Gestion du quotidien national : La Cnts/Soleil soutient son Cheikh

cheikh-thiam-dg-soleil«L’astre de Hann» risque de ne pas trop briller ces jours-ci. A l’origine, d’un côté la section Cnts, et de l’autre le Synpics et le Stls qui menacent de brouiller le ciel déjà lourd qui surplombe le quotidien Le Soleil.

Scission dans les rangs de l’Intersyndicale du quotidien na­tional Le Soleil ! La section de la Confédération nationale des travailleurs du Sénégal (Cnts) dudit journal rame à contre-courant de la déclaration commune des sections Syndicat des professionnels de l’Information et de la communication (Synpics) et du Syndicat des travailleurs libres du Sénégal (Stls, affilié à la Cnts-Fc) du Soleil.

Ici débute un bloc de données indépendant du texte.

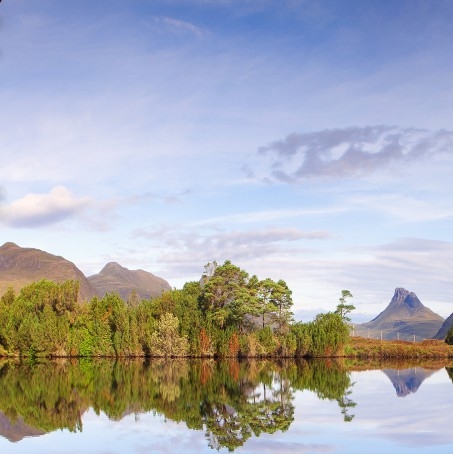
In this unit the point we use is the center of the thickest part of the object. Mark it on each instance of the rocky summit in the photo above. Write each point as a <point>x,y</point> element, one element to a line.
<point>115,278</point>
<point>404,318</point>
<point>21,266</point>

«Depuis la journée de réflexion organisée par la section Cnts au lendemain de la fête du 1er mai 2013, on semble assister à un échauffement du front social au Soleil. Nous tenons à rappeler à l’opinion que notre section n’est nullement partie prenante à ces agitations», rappelle Birahim Diouf, secrétaire général de la section Cnts du Soleil.

A son avis, la section Cnts souligne qu’elle n’est nullement engagée dans cette lutte. «Aucune Assemblée générale n’a défini de plan d’actions ni mandaté les syndicalistes qui ont organisé ladite conférence de presse», a-t-il déclaré, lors d’une conférence de presse au siège du journal Le Soleil, tenue hier, sur la polémique née de la déclaration des sections du Synpics et du Stls.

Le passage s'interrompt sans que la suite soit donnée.